Ülkemiz de Mart ayının son Pazar günü yerel seçimler yapılacak ve seksen bir ilde yerel yöneticileri seçeceğiz. Ancak bakıldığında kimi adaylar bağlı olduğu parti genel başkanı ve yöneticilerinin kendine yüklediği siyasi “Misyon” peşinde konuşmalarını ve projelerini seçmenlerine aktarırken kimi adayların ise illerinin ihtiyaçlarından yola çıkarak seçmeninin kişisel taleplerine ve baskılarına boyun eğerek bu şekilde siyasi söylemlerine devam etmektedirler. Bir kentin geleceğini şekillendirmek onu çağın gereği ileri medeniyetlere taşımak yöneticilerinin asli görevleri arasındadır.
Bir ülkede akıl ve sanattan çok servete değer verilirse, bilinmelidir ki, orada keseler şişmiş kafalar ise boşalmıştır. Evet birilerine her zaman şirin görünebilirsiniz ama bu sadece birilerini memnun etmenin yolunu size açacaktır.

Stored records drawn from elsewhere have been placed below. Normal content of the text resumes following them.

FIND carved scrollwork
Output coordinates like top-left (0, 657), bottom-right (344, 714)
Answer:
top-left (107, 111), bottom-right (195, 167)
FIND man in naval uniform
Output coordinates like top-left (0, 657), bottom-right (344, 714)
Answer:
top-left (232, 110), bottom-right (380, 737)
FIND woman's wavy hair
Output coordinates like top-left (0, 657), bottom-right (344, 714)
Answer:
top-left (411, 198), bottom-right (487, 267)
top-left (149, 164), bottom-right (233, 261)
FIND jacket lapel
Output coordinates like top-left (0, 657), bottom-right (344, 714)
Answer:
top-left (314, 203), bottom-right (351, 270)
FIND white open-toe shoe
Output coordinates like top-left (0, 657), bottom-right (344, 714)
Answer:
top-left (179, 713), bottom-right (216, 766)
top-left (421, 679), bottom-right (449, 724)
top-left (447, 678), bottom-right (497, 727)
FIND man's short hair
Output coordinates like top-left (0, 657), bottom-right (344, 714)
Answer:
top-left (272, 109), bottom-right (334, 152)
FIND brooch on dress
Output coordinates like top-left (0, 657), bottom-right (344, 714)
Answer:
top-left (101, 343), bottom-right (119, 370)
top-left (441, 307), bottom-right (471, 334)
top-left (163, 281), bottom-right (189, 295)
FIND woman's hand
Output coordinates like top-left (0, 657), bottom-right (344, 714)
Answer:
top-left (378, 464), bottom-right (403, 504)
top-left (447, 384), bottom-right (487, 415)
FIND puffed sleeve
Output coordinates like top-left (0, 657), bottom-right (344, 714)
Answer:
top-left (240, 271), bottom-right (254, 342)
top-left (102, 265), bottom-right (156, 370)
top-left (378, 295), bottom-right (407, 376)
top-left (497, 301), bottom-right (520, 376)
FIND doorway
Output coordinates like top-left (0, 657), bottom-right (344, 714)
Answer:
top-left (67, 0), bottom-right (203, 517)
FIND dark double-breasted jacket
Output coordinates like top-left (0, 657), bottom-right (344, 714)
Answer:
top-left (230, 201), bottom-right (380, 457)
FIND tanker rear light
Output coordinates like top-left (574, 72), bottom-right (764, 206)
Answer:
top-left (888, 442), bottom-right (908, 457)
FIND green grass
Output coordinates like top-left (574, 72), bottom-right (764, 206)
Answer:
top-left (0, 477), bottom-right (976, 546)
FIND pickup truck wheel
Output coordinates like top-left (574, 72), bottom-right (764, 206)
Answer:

Çok değil on beş yıl öncesinin Burdur’una baktığınız zaman özel idare iş hanında küçük de olsa kültür müdürlüğüne bağlı bir sanat galerisi ve onun başında deneyimli bir müdürü vardı Burdur da önceleri Eğitim Enstitüsü daha sonra “Süleyman Demirel Üniversitesi’ne” önemli bir Eğitim Fakültesi olan ve öğretmen yetiştiren bir eğitim kurumu vardı. Bu eğitim kurumda yine okullarımız da resim öğretmenliği bölümleri bulunuyor. Öğrenciler yıllık çalışmalarını burada sergiliyordu.
Ülkemiz de sanat’ın içine tükürüldüğü bir dönem yaşıyoruz. Ancak bir güzel söz söyleme sanatı var ise bir de güzel anlama ve dinleme sanatı vardır. Ülkemizin kurucusu Mustafa Kemal Atatürk veciz sözünde “sanatsız kalan bir milletin hayat damarlarından biri kopmuş demektir.” sözünü boşa söylememiştir bu nedenle yerel yönetim seçimlerinde belediye başkan adayı olacak kişilerin bir kentte vizyon kazandıran sanat faaliyetlerinin icrası için gündemlerine mutlaka ihtiyacı karşılayacak bir sanat galerisini almalarını salık verebilirim. Bir gazeteci dostum AVM yapılacağından bahsetmiş güldüm. Belediye başkanı koltuğu kimin olursa olsun seçilen kişi adeta Bremen mızıkacılar misali talep bombardımanına tutulacak ilk gün yorgunluğu ile gelenlerin her talebine olumlu yanıt verecektir.
Dünyanın neresinde olursanız olunuz idareci seçilmek kolaydır. Ama idare eden olmak zor bir meziyet olduğu için herkesin yakasında rozet olarak bulunmamaktır. İyi ahlaklı bir idarecide bulunması gereken meziyet ise “öfkelenmek beşeri bir olaydır, fakat bilahare sakinleşmemek ve affetmek ayıplanacak çok iğrenilecek bir harekettir. Bir dönem Türk siyasetine damga vurmuş uzun yıllar devlet hizmetinde önem arz eden görevler yapmış merhum Cumhurbaşkanı Süleyman Demirel’in günümüze kapak olacak veciz bir sözü vardır. “ Barışmasını bilmeyen kavga etmesin” derdi. Yakın çevresine konunun derinliği yerine esas konumuza gelelim gerçekten yöneticilerimizin gençlerimizin yarınlarına ışık tutacak sanat denilen olguyu onların gündemine taşımak için mutlaka Burdur’a bir sanat galerisi yapılması talebimdir.
Bizim okullarımız da Namık Kemal tarafından kaleme alınmış “Vatan yahut Silistre” Adalı Halil” gibi bir çok piyes sahnelenir. Bunu öğretmenlerimiz ve bizden büyük ağabeylerimiz oynarken, bizlere de oyun içinde küçük roller verilir. Oynarken kendi öz güvenimizi kazandığımızın farkına varırdık. Hayata atılan her genç bu şekilde kendisini anlatma yeteneğine sahip karşısındaki muhatabına ne istediğini talebini belirtme cesaretliliğini kolayca ifade edebilirdi. Sanatın elbette insana kazandırdığı beceri ve kolaylık bununla sınırlı değildir. Bazen bu kendisinin uğraşı olarak uzun yıllar devam edecek uğraşı olabilir.